For hosts with less than 512 GB of memory, booting the ESXi image from USB/SD devices is supported. For hosts with a memory configuration larger than 512 GB, ESXi needs to be installed on a local disk or a SATADOM device. The reason for this is that in the event of a critical failure, ESXi is setup to dump its memory state. With memory sizes above 512 GB, there is not enough space on SD/USB devices to capture this state. Therefore a device with a larger capacity is needed. VMware global support services and the VMware engineering teams use this core dump information and relevant vSAN traces for root cause analysis. When installing ESXi on USB or SD, note that you should use a device that has a minimum capacity of 8 GB.

vSAN VMkernel Modules and Drivers

ESXi comes with all of the components required to build a vSAN cluster. No additional VIBs or software components need to be added to the host to successfully create a vSAN cluster and build a scaled-out vSAN datastore.

When vSAN is successfully configured, you will observe new VMkernel modules loaded for the purposes of implementing vSAN. The VMkernel module names are vsan, rdt, plog, and lsomcommon.

When a VM does a write operation, the write goes to SSD, and then vSAN regularly flushes (or evicts) the SSD contents to magnetic disks. The plog module implements the vSAN elevator algorithm. It looks at the physical layout of the magnetic disk and decides when to flush SSD contents to it.

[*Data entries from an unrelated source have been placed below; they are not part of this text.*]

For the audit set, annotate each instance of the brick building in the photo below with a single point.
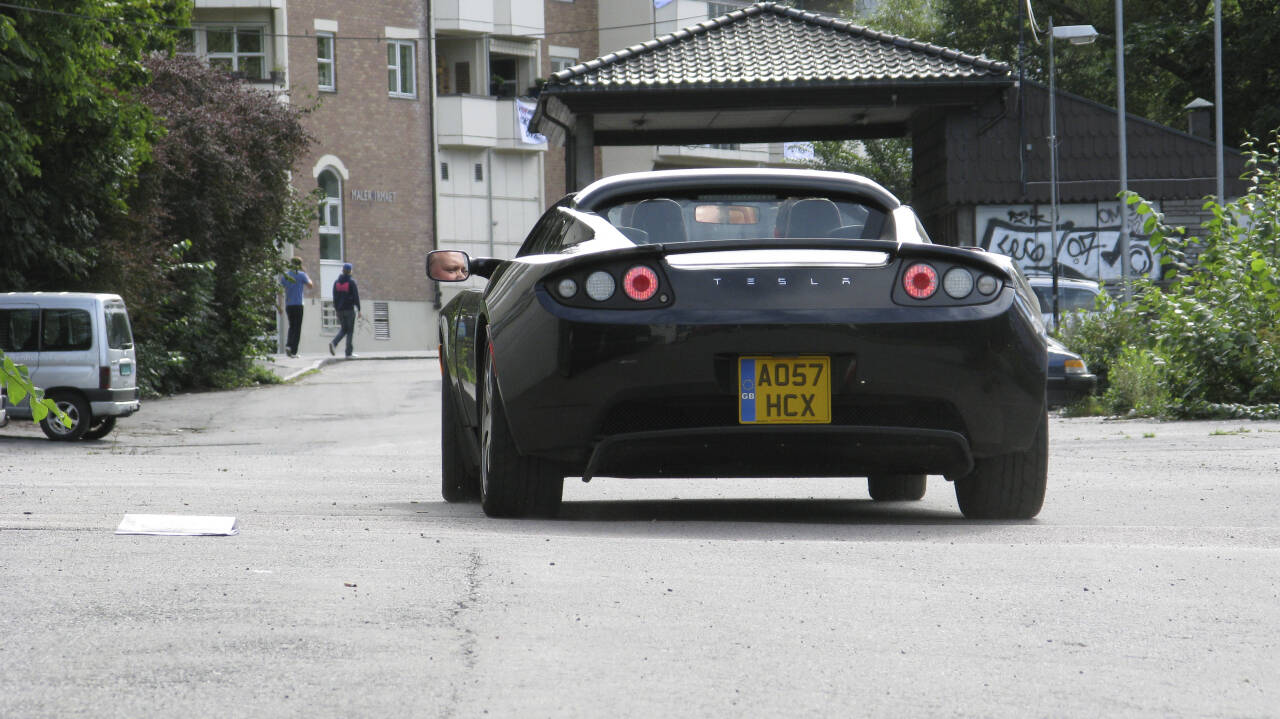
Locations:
(361, 67)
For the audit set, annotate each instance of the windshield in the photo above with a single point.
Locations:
(744, 216)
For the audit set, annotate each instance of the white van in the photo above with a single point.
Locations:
(80, 349)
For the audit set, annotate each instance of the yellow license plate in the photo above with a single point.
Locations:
(784, 390)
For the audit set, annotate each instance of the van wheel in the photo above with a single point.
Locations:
(76, 408)
(100, 427)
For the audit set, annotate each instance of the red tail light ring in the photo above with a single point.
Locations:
(920, 280)
(640, 283)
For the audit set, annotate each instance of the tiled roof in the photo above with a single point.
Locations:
(771, 45)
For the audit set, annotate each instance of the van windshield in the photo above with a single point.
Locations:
(118, 333)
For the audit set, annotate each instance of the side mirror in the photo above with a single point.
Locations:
(448, 265)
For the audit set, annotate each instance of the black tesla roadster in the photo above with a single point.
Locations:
(740, 323)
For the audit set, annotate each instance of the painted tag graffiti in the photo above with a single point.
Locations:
(1088, 239)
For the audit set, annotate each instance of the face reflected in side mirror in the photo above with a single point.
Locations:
(448, 265)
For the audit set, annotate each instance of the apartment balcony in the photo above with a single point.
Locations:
(494, 17)
(476, 120)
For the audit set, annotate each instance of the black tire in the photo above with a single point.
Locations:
(1009, 486)
(100, 427)
(460, 471)
(77, 408)
(512, 484)
(896, 488)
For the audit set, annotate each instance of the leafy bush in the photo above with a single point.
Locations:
(1137, 384)
(1216, 325)
(197, 256)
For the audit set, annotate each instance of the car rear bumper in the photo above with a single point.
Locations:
(661, 397)
(1064, 390)
(119, 402)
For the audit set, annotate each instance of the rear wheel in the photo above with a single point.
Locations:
(896, 488)
(1009, 486)
(512, 484)
(460, 476)
(77, 408)
(100, 427)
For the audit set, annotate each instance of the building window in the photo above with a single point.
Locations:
(717, 9)
(328, 81)
(562, 63)
(400, 69)
(330, 216)
(238, 50)
(382, 320)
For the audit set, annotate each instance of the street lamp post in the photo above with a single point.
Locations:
(1125, 260)
(1075, 35)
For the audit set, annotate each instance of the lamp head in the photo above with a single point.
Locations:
(1075, 35)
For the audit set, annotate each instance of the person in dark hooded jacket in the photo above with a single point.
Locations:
(346, 303)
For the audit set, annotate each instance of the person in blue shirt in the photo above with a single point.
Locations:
(295, 282)
(346, 303)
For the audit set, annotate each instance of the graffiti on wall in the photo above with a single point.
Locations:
(1088, 239)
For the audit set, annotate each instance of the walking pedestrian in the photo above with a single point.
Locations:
(346, 303)
(295, 282)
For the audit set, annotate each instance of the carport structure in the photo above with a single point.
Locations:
(764, 73)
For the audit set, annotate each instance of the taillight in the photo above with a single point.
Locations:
(920, 280)
(640, 283)
(599, 285)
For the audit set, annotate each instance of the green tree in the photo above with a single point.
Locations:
(1169, 50)
(197, 256)
(71, 134)
(1169, 54)
(1215, 326)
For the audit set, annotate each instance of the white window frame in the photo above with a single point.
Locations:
(328, 317)
(397, 69)
(200, 45)
(562, 58)
(330, 62)
(330, 206)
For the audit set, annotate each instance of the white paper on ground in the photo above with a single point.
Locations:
(177, 525)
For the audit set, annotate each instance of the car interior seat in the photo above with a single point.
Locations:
(663, 219)
(813, 216)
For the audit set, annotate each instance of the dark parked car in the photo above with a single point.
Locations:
(1069, 378)
(740, 323)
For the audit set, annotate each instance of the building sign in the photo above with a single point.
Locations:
(1088, 239)
(373, 196)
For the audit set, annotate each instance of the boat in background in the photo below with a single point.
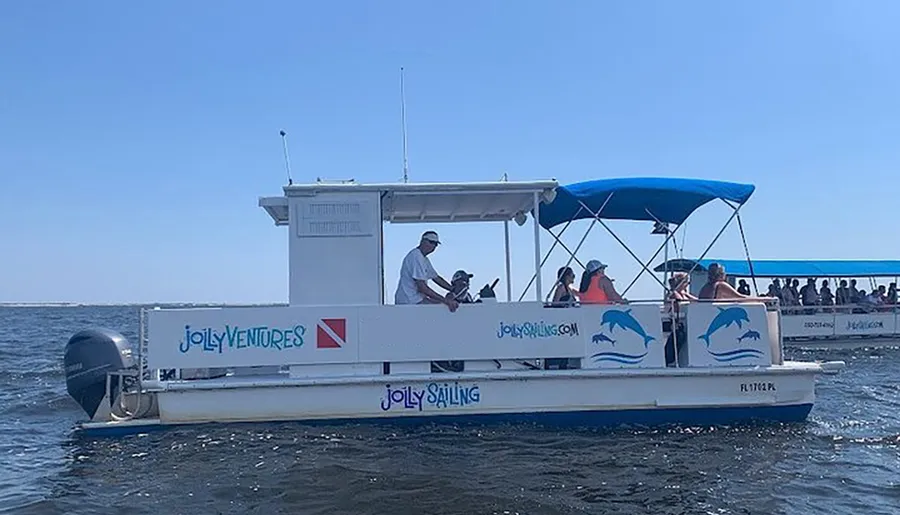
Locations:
(338, 353)
(836, 326)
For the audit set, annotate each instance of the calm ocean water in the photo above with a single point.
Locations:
(845, 459)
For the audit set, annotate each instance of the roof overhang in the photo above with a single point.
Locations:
(654, 199)
(431, 202)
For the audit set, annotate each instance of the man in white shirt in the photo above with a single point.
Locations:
(416, 271)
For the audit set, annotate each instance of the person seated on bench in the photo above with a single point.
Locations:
(717, 288)
(459, 287)
(564, 295)
(596, 287)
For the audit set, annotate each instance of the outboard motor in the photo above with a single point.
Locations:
(90, 354)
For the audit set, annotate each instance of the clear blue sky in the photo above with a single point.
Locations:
(135, 140)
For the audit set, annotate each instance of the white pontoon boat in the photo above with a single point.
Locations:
(338, 353)
(847, 325)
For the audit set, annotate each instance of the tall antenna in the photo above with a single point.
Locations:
(287, 159)
(403, 123)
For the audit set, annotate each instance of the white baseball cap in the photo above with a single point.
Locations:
(594, 265)
(461, 274)
(432, 237)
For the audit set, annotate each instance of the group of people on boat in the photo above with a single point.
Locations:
(416, 271)
(595, 286)
(809, 295)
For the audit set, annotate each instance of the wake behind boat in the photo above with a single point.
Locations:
(338, 353)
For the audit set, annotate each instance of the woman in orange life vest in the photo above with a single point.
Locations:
(596, 287)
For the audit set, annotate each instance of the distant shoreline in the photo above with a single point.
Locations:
(134, 304)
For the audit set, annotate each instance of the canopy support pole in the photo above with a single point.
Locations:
(580, 243)
(622, 243)
(746, 250)
(546, 257)
(722, 230)
(537, 245)
(665, 246)
(508, 268)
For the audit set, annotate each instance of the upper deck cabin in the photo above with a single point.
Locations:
(336, 229)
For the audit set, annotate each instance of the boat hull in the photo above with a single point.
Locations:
(564, 398)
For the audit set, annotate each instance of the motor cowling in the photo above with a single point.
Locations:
(90, 355)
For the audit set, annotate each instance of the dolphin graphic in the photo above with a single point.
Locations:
(600, 337)
(623, 319)
(753, 335)
(725, 318)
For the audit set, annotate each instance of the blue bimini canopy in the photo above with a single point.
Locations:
(790, 268)
(639, 198)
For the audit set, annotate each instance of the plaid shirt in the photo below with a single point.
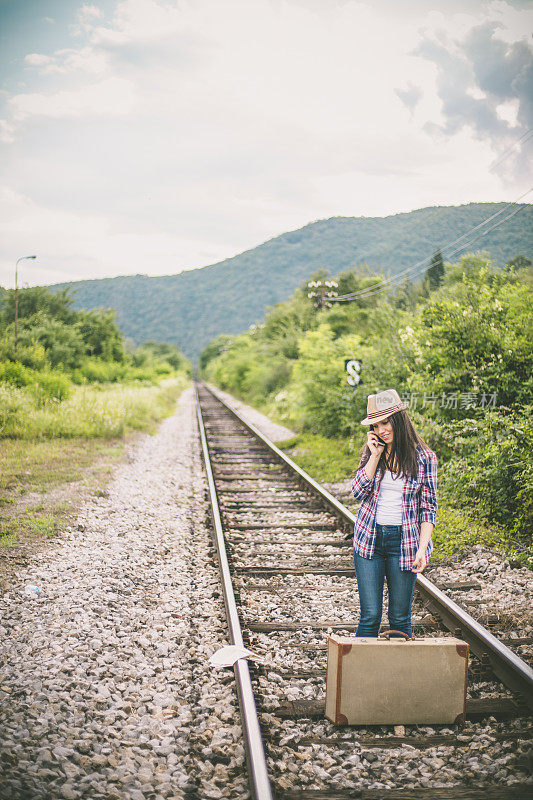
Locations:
(419, 504)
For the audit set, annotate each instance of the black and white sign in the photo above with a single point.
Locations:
(353, 368)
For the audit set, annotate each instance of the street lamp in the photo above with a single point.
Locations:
(17, 296)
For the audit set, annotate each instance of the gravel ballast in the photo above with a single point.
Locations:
(105, 689)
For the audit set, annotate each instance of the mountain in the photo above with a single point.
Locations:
(191, 308)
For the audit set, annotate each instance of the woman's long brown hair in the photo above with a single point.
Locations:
(405, 438)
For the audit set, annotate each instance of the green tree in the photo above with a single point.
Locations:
(38, 299)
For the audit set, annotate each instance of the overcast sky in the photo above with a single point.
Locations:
(154, 136)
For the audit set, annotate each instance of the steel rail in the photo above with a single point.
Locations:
(506, 665)
(259, 780)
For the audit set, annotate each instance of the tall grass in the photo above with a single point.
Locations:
(94, 410)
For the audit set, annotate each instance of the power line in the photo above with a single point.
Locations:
(369, 291)
(424, 262)
(444, 247)
(507, 152)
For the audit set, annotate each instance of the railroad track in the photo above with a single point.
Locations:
(284, 547)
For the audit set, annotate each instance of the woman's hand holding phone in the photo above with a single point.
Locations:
(375, 444)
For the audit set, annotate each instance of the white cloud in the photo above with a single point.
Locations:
(37, 59)
(85, 59)
(88, 12)
(175, 135)
(111, 97)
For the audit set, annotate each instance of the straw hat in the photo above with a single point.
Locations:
(381, 405)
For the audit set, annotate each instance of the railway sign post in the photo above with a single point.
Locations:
(353, 368)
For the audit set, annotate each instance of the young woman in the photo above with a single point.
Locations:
(396, 483)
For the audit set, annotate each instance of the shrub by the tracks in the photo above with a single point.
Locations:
(461, 353)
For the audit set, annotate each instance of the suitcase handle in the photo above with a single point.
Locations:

The vsan module can be thought of as the module for both the LSOM and DOM components. As these modules are heavily intertwined, the lsomcommon contains shared code for these components, although these are now separated in vSAN 6.0 and later, and lsom now has its own module.

The rdt module is the reliable datagram transport module responsible for cross-cluster vSAN communication.

Performance Monitoring

One of the most important aspects of managing storage is to be able to monitor and troubleshoot performance issues. vSAN is no different. In this section, we share with you various tools that are at a vSphere administrator’s disposal for monitoring and troubleshooting vSAN performance-related issues.

Introducing the Performance Service

In vSAN 6.2, the issue of being unable to determine the performance of the different parts of vSAN was addressed. With the introduction of the new vSAN 6.2 performance service, administrators can now drill down into the various parts of a vSAN Cluster and examine the underlying performance. Administrators can now determine how a host, disk group, individual disk or virtual machine is preforming on a vSAN cluster.

Enabling the performance service

Enabling the performance service is quite straightforward. Navigate to the vSAN cluster object in the vCenter Server inventory, click the Manage tab and click on the Health and Performance section. The performance service will be disabled by default, as per Figure 10.14.

Figure 10.14 - Performance service is turned off

To enable the performance service, click on the “Edit” button. When the performance service is enabled, a VM home namespace object, with 255 GB of capacity for the storing of metrics, is created on the vSAN datastore. This requires a policy, but it will choose the vSAN datastore default policy automatically. Administrators can choose a different policy if they wish. Once enabled, the performance service will look similar to Figure 10.15.

Figure 10.15 - Performance service is turned on

Now that the performance service is enabled, it may be used for examining vSAN performance.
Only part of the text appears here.